My questions once again will be for Professor Lijphart.
Professor, I can confirm what you were saying in your response to Ms. May vis-à-vis the way in which proportionality or Proporzdemokratie, as it's called in Switzerland, is applied from one canton to the next. The largest canton, of course, is Zurich. It has a large number of deputies who are elected through pure proportionality. I had the chance to be in the smallest canton, Appenzell Innerrhoden, a half-canton, in the early 2000s when an election was under way. The way they do things there is that they elect their single representative by means of what is called a Landsgemeinde, the same citizens' assembly that votes on their laws.
I wanted to ask you, however, if you think, upon reflection, it is wise, as you initially had suggested, to consider in a country with a large geography like Canada mixing preferential and proportional representation. The question has arisen here whether we can get away with having multi-member districts in very large rural parts of the country, and you suggested that we could have single-member districts with preferential balloting in those parts of the country, and then multi-member districts in the cities.

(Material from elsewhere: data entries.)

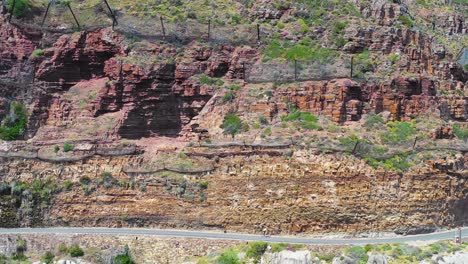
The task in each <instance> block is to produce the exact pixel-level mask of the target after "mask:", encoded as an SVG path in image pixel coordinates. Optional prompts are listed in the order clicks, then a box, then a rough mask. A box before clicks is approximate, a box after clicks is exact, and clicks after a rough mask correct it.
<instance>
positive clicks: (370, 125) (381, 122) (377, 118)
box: [364, 113, 385, 128]
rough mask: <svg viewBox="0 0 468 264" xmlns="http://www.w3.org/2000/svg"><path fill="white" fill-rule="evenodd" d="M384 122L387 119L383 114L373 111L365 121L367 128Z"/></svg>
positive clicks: (381, 123)
mask: <svg viewBox="0 0 468 264" xmlns="http://www.w3.org/2000/svg"><path fill="white" fill-rule="evenodd" d="M383 123H385V121H384V119H383V117H382V116H380V115H376V114H374V113H371V114H369V116H368V117H367V118H366V122H365V123H364V126H365V127H367V128H373V127H374V126H376V125H381V124H383Z"/></svg>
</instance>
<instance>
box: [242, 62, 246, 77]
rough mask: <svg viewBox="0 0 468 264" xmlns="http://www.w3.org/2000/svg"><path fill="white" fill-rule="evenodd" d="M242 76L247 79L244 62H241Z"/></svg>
mask: <svg viewBox="0 0 468 264" xmlns="http://www.w3.org/2000/svg"><path fill="white" fill-rule="evenodd" d="M242 75H243V76H242V78H244V80H247V76H246V75H245V62H242Z"/></svg>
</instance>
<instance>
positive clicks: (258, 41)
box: [257, 24, 262, 44]
mask: <svg viewBox="0 0 468 264" xmlns="http://www.w3.org/2000/svg"><path fill="white" fill-rule="evenodd" d="M257 39H258V44H260V42H261V41H262V40H261V38H260V24H257Z"/></svg>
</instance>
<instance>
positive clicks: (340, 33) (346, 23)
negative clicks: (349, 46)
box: [333, 22, 348, 34]
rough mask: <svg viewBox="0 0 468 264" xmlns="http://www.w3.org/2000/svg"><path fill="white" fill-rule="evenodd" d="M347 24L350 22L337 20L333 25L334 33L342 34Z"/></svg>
mask: <svg viewBox="0 0 468 264" xmlns="http://www.w3.org/2000/svg"><path fill="white" fill-rule="evenodd" d="M347 25H348V22H336V23H335V24H334V25H333V33H335V34H341V33H342V32H343V30H344V29H345V28H346V26H347Z"/></svg>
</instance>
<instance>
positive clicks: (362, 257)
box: [345, 246, 369, 263]
mask: <svg viewBox="0 0 468 264" xmlns="http://www.w3.org/2000/svg"><path fill="white" fill-rule="evenodd" d="M345 253H346V255H347V256H349V257H351V258H353V259H355V260H358V261H359V263H366V262H367V259H368V258H369V257H368V256H367V253H366V250H365V249H364V248H363V247H361V246H354V247H351V248H348V249H346V250H345Z"/></svg>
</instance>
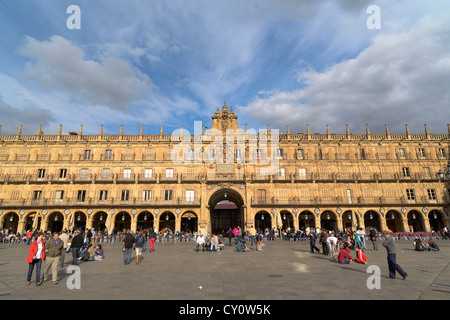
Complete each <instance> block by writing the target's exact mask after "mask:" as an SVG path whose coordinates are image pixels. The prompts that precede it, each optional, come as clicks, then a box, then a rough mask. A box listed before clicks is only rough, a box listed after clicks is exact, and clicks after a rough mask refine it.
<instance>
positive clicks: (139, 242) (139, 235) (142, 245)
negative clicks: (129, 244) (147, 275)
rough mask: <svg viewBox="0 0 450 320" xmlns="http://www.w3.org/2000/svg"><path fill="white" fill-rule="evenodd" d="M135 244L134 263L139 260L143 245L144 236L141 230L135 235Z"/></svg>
mask: <svg viewBox="0 0 450 320" xmlns="http://www.w3.org/2000/svg"><path fill="white" fill-rule="evenodd" d="M135 242H136V245H135V250H136V264H138V263H140V262H141V259H142V248H143V247H144V245H145V238H144V233H143V232H142V231H139V234H138V235H137V236H136V240H135Z"/></svg>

There's an organization in Canada that recently proposed dealing with this problem by having single-member districts in the rural and remote areas; multi-member districts in the cities; and then adopting essentially a model of top-up MPs, a list system, effectively, for the rural parts of the country to compensate, effectively thereby achieving, as they put it, the advantages of the mixed-member proportional system. By the way, that's proposed by Fair Vote Canada.
I'm wondering what you think of that way of handling the issue of rural and remote areas that seems to require single-member districts.